The handwritten digits are images- naturally we can try a convolutional neural network to classify the images. We explore a variety of convolutional layers and pooling layers as well as window size and step size to tune the conv neural net.

Joint voting model

Now that we've built five models to classify the digits, we can build a sixth model that combines the previous five, combining weighted votes from each model. Each model is weighted according to its performance on the validation subset.

Results

Now we have six models that have learned to classify the MNIST dataset by learning on the training set. Now we can run them on the test set to see how they perform on samples they have not seen before. The results are listed below, including some baselines which are untuned out-of-the-box versions of random forest and logistic regression (we didn't try to tune their parameters to the problem at all).

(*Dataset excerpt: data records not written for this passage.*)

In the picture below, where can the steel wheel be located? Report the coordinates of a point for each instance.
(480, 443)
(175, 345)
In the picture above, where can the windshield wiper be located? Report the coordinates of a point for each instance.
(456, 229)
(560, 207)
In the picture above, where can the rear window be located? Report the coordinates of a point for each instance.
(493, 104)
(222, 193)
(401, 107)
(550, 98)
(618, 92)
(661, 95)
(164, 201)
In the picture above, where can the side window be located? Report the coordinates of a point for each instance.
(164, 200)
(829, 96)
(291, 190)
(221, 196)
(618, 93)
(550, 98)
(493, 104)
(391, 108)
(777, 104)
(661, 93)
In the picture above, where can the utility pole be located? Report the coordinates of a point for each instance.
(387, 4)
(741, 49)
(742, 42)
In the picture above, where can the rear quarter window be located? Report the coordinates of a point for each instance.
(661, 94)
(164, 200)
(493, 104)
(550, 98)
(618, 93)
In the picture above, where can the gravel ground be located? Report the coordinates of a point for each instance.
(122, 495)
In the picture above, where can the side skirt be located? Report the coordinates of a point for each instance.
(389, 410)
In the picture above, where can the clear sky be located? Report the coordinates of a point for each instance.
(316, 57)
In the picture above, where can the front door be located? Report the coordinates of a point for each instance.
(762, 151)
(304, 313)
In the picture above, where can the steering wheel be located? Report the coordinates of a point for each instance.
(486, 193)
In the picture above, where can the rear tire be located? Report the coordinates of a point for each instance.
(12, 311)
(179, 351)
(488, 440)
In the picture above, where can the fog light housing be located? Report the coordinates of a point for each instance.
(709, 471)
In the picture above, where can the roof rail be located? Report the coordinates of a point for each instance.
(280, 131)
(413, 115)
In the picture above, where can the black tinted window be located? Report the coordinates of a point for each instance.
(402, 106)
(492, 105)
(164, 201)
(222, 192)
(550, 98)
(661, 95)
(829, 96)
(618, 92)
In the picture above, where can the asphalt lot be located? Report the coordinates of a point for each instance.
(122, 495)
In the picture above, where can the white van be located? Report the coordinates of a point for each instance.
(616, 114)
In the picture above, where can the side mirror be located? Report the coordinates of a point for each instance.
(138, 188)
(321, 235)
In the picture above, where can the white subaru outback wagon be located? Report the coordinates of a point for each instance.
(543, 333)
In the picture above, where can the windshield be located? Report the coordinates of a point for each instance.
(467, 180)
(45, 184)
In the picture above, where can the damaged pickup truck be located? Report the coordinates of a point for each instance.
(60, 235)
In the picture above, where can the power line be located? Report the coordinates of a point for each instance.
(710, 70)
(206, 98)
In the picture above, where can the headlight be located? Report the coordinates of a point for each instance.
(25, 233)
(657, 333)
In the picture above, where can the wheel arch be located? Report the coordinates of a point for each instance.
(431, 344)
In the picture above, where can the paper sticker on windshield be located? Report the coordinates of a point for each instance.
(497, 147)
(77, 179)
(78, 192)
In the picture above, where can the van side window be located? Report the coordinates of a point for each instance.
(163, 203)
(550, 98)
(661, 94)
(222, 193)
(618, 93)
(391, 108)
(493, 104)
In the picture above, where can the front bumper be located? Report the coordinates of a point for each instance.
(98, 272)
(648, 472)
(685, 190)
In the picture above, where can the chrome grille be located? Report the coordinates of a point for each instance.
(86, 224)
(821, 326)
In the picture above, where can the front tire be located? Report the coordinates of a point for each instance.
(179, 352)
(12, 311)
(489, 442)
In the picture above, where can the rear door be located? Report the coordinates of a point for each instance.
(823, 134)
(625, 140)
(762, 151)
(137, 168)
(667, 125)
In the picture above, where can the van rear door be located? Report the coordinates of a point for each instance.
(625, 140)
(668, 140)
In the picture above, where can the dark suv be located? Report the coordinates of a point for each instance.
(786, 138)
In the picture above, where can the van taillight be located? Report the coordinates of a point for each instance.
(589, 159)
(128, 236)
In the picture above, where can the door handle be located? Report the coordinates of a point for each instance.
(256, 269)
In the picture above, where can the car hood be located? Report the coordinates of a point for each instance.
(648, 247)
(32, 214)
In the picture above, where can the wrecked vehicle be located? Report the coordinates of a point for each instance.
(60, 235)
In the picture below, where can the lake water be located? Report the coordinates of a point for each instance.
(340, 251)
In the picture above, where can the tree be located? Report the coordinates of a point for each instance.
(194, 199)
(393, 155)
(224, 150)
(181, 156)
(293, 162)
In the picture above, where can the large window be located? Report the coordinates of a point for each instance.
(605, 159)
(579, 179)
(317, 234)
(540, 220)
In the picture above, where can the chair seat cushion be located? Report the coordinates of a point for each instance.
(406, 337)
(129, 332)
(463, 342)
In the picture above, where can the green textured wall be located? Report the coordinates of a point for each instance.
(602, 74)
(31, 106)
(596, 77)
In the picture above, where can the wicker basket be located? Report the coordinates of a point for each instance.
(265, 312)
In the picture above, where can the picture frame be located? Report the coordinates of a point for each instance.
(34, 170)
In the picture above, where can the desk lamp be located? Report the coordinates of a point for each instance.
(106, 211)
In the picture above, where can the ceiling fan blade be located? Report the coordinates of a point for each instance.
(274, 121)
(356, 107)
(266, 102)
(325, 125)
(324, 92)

Model Accuracy Error rate (1 - Accuracy)
Random forest baseline 0.9098 0.0902
Logistic regression baseline 0.8832 0.1168
------ --------- -------
Random forest 0.9674 0.0326
Logistic regression 0.9201 0.0799
Support vector machine 0.9466 0.0534
Neural network 0.9807 0.0193
Conv. neural network 0.9922 0.0078
Boosting 0.9781 0.0219
Joint model 0.9789 0.0211

Here is a plot of the error rate for each model:

Model accuracies

We find that the convolutional neural network performs the best, learning to recognize written digits with greater than 99% accuracy. This is unsurprising as the conv neural net takes advantage of the image-structure of the data rather than viewing each pixel independently like the rest of the models do.

It is also interesting that the joint model performs worse than some of the individual models. It seems that the models frequently misclassify the same digits- if the models never collided in misclassifying digits, the models would every time get outvoted by the others leading to 100% accuracy. Perhaps digits like 1 and 7 are tricky and are often misclassified, leading to a poorer overall accuracy.